Dari ujung jalan besar, sebuah mobil sport berwarna putih melaju dengan kecepatan rata-rata memasuki area parkir sekolah yang sudah terlihat ramai. Kedatangan mobil itu berhasil mengalihkan semua pandangan.
Pintu mobil terbuka. Sosok cowok bertubuh jangkung keluar dari dalam mobil. Wajah tampan beralis tebal dengan kulit putih serta bersih. Bibirnya tebal dan berwarna merah alami. Jangan lupakan dengan gaya rambut andalan cowok berusia tujuh belas tahun itu yang selalu acak-acakan di bagian depan.
Anak-anak cewek sudah memekik tertahan, melihat begitu sempurnanya ciptaan Tuhan dihadapan mereka saat ini.

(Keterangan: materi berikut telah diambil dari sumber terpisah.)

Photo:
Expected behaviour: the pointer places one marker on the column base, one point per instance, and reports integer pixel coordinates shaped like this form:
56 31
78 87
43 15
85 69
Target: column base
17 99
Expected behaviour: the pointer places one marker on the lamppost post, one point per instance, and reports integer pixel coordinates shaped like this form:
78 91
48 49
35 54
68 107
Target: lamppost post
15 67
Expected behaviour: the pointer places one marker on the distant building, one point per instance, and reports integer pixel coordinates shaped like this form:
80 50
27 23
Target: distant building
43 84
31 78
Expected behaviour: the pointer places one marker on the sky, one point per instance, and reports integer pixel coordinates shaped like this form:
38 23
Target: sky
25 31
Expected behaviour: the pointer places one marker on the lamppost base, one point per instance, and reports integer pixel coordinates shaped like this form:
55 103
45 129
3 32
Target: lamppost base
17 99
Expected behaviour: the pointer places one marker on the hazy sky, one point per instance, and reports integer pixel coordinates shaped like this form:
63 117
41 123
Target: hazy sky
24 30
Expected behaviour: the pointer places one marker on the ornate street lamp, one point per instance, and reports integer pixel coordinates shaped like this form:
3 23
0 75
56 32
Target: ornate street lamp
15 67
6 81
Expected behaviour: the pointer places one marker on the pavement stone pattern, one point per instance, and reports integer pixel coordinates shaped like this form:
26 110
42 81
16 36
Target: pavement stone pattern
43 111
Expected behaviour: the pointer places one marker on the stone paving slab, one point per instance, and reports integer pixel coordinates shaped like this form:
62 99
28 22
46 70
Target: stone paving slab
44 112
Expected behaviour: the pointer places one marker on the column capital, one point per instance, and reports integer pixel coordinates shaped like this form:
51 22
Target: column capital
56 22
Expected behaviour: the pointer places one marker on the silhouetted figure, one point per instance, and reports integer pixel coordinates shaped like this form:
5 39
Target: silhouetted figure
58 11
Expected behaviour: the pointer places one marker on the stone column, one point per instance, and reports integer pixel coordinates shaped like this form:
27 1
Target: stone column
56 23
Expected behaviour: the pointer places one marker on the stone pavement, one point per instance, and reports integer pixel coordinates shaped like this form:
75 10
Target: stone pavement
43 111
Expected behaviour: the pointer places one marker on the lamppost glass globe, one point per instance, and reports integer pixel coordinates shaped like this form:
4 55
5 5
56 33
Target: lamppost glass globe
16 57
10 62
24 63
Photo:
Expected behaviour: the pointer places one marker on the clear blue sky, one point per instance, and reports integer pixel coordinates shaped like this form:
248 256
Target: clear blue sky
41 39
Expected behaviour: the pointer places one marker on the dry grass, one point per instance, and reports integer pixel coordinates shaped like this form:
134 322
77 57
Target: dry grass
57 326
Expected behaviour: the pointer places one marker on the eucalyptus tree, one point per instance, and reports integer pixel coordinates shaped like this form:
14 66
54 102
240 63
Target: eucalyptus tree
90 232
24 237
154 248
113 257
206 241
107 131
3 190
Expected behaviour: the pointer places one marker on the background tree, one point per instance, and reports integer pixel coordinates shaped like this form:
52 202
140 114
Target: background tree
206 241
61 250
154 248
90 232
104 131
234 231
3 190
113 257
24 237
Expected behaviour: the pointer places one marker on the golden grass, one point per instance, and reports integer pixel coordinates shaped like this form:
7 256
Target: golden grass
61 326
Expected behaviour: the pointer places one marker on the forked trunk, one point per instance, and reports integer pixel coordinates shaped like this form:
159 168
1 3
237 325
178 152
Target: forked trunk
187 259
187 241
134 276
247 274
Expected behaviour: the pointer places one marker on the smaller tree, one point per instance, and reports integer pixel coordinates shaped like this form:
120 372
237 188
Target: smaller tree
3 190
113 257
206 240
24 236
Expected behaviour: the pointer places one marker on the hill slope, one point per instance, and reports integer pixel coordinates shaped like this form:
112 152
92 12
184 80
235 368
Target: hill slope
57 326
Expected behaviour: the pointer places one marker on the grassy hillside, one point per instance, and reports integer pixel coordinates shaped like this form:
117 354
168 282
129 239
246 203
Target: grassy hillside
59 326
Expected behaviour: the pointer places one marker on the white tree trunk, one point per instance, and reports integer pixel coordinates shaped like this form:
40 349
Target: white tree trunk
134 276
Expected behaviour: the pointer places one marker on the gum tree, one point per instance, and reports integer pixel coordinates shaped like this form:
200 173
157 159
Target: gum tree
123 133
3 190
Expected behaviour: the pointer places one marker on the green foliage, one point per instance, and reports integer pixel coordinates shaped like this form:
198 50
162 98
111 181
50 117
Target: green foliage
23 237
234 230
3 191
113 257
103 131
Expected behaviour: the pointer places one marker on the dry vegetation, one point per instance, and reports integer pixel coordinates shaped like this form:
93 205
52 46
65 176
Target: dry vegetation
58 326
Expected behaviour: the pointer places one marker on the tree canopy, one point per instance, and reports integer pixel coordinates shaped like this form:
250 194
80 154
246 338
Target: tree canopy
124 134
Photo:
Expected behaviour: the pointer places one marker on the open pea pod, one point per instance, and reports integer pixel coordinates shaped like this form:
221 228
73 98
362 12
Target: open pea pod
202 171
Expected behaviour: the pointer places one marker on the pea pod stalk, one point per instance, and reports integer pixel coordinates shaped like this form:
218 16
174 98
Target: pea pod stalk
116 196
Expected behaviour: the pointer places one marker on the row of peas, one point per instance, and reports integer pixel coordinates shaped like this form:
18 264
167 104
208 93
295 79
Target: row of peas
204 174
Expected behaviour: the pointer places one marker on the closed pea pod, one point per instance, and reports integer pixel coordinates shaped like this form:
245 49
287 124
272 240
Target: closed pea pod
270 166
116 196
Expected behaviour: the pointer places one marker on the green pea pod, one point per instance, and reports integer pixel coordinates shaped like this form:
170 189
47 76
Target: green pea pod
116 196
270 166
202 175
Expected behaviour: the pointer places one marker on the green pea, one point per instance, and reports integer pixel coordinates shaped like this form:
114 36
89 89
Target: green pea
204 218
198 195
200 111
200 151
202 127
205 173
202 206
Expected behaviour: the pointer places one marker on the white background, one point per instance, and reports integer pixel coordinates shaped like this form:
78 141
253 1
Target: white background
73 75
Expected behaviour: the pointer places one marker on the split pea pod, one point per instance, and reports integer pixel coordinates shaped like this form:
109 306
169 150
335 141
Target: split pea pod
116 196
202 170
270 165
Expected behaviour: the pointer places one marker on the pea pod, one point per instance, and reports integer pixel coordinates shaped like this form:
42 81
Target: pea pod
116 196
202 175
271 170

Dia, Kafka Alfarendra. Cowok tampan, bukan mantan cover boy ataupun Boboiboy yang menjadi dambaan hati para siswi. Kafka berjalan santai dengan dagu sedikit terangkat. Kedua matanya menyorot tajam dengan kedua tangan yang dimasukkan ke dalam saku celana khas sekolahnya.
"Ka! Kafka!" Suara teriakan dari arah belakang berhasil menghentikan langkah lebar Kafka. Siapa lagi yang berani memanggilnya lantang seperti itu kalau bukan si ketua playboy sekolah, Dino.
Kafka memutar tubuh dan menatap malas ke arah Dino yang kini sudah berdiri di hadapannya. "Apa?"
"Bayar hutang lo!" ucap Dino dengan tangan terulur menengadah ke arah Kafka. Suara Dino yang cukup lantang membuat beberapa murid disekitar menoleh.
Buju buset! Demi uang bulanannya yang tak kunjung naik! Kafka baru datang dan langsung ditagih hutang. Wah wah, Dino memang sahabat sarap yang tega menjatuhkan imagenya di depan banyak orang!
"Kampret lo, No! Hutang lo yang lima juta aja gue ikhlasin. Sekarang hutang gue lima ratus ribu aja lo tagih." Kafka melanjutkan langkahnya yang dibuntuti oleh Dino.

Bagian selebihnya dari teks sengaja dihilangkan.